On that note, many Rabbis will authorize to place flowers on water on Shabbat only if the flowers have already blossomed, and not when the flowers are still incipient and closed. (Yalkut Yosef)

Shabbat Shalom!

Candle lighting in NYC: 4.33 PM
Shabbat ends in NYC: 5.42 PM

Rabbi Yosef Bitton. YMJC | 130 Steamboat Rd. | Great Neck | NY | 11024

Thursday, January 13, 2011

Truth and integrity

Today is the 8th day of Shebat , 5771

The real test of integrity takes place when someone is faced between keeping his word and suffering a financial loss.

Kind David expressed this idea in Tehilim. nishba lehara', velo yamir... The noble man would keep his promise even at the cost of losing money.

For example: Mr. A promised to sell an item to Mr. B for 100 dollars. But later on Mr. C offers Mr. A 110 dollars! If Mr. A follows the Torah's instruction, he will sell the item to Mr. B -despite the potential monetary loss- because he already gave Mr. B his word.

The Talmud brings the ultimate example of business integrity:

"Rab Safra had a donkey for sale. A gentile came to his house and offered him 50 dollars for the donkey. At that precise moment Rab Safra was reciting the Shema Israel, so he could not answer back. However, in his heart he accepted the offer of 50 dollars. The buyer thought that Rab Safra's silence meant that he expected a higher price, so he offered him 60. Rab Safra was still reciting the Shema. The buyer then offered him 70. At that point Rab Safra ended the Shema and he told the buyer that he can have the donkey for... 50 dollars, because that was the price
he originally accepted in his heart".

Rab Safra was considered by the Talmud the epitome of yr-e shamayima man with a highest level of respect and reverence to God (Makot 24a, Rashi)

Click here to see an extraordinary video clip of Dr.
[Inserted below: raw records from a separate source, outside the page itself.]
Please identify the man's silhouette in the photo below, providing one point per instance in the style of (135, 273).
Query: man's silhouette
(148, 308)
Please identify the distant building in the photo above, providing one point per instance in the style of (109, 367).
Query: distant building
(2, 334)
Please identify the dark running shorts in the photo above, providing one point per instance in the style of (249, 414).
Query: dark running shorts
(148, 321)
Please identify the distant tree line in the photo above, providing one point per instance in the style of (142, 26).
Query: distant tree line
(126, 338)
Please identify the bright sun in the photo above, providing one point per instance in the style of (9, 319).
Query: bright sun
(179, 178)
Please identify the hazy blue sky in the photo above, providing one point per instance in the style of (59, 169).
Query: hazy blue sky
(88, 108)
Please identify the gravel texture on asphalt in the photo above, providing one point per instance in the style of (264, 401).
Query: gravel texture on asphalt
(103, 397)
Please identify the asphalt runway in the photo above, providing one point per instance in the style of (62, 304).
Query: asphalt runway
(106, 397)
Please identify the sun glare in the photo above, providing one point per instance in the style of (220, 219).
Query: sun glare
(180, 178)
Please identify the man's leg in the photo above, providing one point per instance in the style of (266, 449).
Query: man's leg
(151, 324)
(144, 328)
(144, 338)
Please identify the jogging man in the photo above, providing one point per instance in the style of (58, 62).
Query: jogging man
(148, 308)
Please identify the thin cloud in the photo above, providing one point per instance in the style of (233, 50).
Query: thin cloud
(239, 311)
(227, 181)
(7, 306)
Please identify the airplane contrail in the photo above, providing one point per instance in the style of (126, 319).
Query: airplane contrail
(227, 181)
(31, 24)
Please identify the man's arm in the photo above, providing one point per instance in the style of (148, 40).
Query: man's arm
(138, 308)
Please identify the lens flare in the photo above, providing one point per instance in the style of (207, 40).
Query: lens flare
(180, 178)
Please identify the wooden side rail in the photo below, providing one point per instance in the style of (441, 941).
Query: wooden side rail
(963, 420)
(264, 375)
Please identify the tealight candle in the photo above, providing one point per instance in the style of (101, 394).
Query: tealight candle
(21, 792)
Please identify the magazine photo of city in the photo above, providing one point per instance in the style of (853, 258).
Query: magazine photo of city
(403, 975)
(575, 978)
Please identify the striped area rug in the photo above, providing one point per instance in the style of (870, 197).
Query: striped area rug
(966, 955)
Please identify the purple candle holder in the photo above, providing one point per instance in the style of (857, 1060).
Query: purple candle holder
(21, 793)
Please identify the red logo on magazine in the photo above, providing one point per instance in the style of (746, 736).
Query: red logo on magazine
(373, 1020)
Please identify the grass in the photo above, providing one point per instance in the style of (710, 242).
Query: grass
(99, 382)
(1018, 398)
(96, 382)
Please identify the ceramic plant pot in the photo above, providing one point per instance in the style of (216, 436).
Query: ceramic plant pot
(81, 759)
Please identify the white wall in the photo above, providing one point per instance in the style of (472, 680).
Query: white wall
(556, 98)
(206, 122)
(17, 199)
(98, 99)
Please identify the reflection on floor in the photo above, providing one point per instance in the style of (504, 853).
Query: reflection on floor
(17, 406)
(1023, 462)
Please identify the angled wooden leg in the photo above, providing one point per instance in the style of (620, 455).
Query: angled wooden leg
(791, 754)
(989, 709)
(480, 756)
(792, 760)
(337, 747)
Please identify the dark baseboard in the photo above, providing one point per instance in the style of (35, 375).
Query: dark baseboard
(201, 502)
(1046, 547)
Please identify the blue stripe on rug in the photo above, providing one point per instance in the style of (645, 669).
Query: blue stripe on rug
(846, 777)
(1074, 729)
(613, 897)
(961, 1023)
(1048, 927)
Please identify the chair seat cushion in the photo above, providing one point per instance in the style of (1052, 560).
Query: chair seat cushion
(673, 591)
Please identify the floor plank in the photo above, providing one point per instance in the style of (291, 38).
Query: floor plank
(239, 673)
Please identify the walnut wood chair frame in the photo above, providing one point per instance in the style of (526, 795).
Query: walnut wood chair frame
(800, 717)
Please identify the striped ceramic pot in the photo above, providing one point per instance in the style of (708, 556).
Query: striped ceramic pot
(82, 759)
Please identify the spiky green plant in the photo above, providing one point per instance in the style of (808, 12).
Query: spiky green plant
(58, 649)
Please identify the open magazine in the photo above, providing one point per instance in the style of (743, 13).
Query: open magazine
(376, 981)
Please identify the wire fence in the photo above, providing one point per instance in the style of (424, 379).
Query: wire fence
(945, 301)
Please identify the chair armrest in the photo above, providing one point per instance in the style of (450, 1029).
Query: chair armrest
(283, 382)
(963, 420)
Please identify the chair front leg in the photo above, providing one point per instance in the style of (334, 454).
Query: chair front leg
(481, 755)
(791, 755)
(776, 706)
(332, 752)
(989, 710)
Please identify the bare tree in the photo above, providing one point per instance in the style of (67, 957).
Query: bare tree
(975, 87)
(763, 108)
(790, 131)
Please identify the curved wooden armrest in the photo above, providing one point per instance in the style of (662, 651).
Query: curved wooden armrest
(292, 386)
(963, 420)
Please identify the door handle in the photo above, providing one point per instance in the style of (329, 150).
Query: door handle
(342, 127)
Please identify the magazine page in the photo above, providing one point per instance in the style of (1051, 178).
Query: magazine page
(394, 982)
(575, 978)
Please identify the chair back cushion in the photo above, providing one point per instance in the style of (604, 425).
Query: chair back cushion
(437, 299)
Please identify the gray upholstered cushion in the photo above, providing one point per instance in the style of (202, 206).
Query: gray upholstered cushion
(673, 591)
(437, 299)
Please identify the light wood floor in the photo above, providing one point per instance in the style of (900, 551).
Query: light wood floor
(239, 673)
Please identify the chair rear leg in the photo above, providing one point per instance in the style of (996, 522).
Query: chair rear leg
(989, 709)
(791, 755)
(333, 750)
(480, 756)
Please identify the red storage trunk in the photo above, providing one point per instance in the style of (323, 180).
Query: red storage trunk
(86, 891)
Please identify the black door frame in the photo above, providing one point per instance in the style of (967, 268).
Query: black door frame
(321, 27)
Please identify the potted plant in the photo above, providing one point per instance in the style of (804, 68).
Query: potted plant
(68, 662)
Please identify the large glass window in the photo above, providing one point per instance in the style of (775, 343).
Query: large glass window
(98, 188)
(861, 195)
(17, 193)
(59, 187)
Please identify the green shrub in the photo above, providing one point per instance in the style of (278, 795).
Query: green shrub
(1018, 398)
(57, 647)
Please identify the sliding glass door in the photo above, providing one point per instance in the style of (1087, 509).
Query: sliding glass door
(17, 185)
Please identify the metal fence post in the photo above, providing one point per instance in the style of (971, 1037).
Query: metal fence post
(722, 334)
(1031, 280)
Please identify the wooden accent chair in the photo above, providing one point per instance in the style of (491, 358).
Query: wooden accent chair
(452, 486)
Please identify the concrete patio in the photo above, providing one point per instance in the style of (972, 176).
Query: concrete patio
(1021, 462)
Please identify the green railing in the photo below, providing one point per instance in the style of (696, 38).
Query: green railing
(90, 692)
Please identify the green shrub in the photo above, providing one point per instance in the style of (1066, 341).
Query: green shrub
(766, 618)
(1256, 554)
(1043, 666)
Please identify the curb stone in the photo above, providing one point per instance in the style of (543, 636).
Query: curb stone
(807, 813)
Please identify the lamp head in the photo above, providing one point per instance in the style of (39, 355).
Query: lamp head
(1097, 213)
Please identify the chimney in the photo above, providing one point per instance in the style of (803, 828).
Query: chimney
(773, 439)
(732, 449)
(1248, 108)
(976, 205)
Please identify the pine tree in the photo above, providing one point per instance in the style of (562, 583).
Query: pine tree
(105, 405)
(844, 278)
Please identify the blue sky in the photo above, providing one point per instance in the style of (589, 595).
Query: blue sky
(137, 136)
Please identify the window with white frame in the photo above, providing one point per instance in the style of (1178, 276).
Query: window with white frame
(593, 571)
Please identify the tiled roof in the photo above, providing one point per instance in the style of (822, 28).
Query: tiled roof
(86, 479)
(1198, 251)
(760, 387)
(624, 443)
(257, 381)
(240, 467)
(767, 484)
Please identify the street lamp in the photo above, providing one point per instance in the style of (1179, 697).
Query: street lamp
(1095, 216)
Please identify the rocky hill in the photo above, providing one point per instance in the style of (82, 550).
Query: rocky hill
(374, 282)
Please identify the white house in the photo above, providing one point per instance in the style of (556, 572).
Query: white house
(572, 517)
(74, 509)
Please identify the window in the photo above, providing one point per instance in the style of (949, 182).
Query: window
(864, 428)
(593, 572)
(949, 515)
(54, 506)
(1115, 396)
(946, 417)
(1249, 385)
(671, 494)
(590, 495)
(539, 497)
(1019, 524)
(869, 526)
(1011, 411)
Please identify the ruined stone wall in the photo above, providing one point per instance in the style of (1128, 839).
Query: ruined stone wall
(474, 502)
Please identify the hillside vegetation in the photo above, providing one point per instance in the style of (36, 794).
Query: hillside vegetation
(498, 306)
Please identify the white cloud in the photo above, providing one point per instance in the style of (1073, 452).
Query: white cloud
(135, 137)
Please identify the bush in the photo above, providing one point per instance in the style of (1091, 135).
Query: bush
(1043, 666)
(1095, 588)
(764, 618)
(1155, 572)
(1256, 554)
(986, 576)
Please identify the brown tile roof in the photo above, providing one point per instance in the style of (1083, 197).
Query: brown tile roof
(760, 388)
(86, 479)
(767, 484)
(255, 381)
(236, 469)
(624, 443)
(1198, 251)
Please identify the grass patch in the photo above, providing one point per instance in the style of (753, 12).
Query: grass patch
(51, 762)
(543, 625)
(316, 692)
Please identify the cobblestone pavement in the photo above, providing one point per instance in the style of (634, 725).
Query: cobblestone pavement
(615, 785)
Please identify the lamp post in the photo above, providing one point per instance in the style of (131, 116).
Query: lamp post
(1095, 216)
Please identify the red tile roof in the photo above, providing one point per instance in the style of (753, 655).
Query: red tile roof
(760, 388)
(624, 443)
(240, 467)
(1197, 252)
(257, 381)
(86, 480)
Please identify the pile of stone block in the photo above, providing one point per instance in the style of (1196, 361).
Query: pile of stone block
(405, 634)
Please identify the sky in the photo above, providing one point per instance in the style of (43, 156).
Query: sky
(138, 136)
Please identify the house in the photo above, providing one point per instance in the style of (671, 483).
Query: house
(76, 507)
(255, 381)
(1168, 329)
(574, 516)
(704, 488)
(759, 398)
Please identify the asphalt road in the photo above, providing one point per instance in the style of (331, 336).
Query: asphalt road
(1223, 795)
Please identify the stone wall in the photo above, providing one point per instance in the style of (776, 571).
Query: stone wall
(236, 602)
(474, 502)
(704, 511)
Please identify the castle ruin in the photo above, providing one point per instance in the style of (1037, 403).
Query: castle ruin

Mordechai Kedar.


Dr Mordechai Kedar will be our guest speaker tonight, Thursday January 13th at 8.00PM at YMJC, 130 Steamboat Road.

Rabbi Yosef Bitton. YMJC | 130 Steamboat Rd. | Great Neck | NY | 11024

Wednesday, January 12, 2011

The middle of the road

Today is the 7th day of Shebat , 5771

Maimonides explains that when we detect in our personalities an inclination toward one extreme, we should aspire to correct it, bringing ourselves to the center. Sometimes we should force ourselves and 'act' for a while on the opposite equidistant side. In this way, with time we will attain the desired balanced 'golden' way.

In De'ot Chapter 1, 4 haRambam brings some examples:

"A man should not be wrathful and easily angered, and from the other side he should not be cold as a corpse, having no feelings and being moved by no thing. A man should adopt a middle-of-the-road-way, displaying anger only for a very serious matter and only in order to prevent that matter from happening again".

In other words, Maimonides prescribes to practice a 'controlled anger' and display it just for practical purposes. Anger should 'never' come as an impulsive blind reaction.

"Similarly" -Maimonides continues- "a man should not desire more than what he needs for his body and for whatever necessary to live. Like the Pasuk says: a righteous man eats to satisfy his soul(=body)".

haRambam is giving us an illustration in the area of overeating or with being obsessed about 'what' one is going to eat next. He is definitely not referring to poor people who have nothing to eat but to those who are wealthy and are permanently thinking 'what' (or in which restaurant) are they going to eat next.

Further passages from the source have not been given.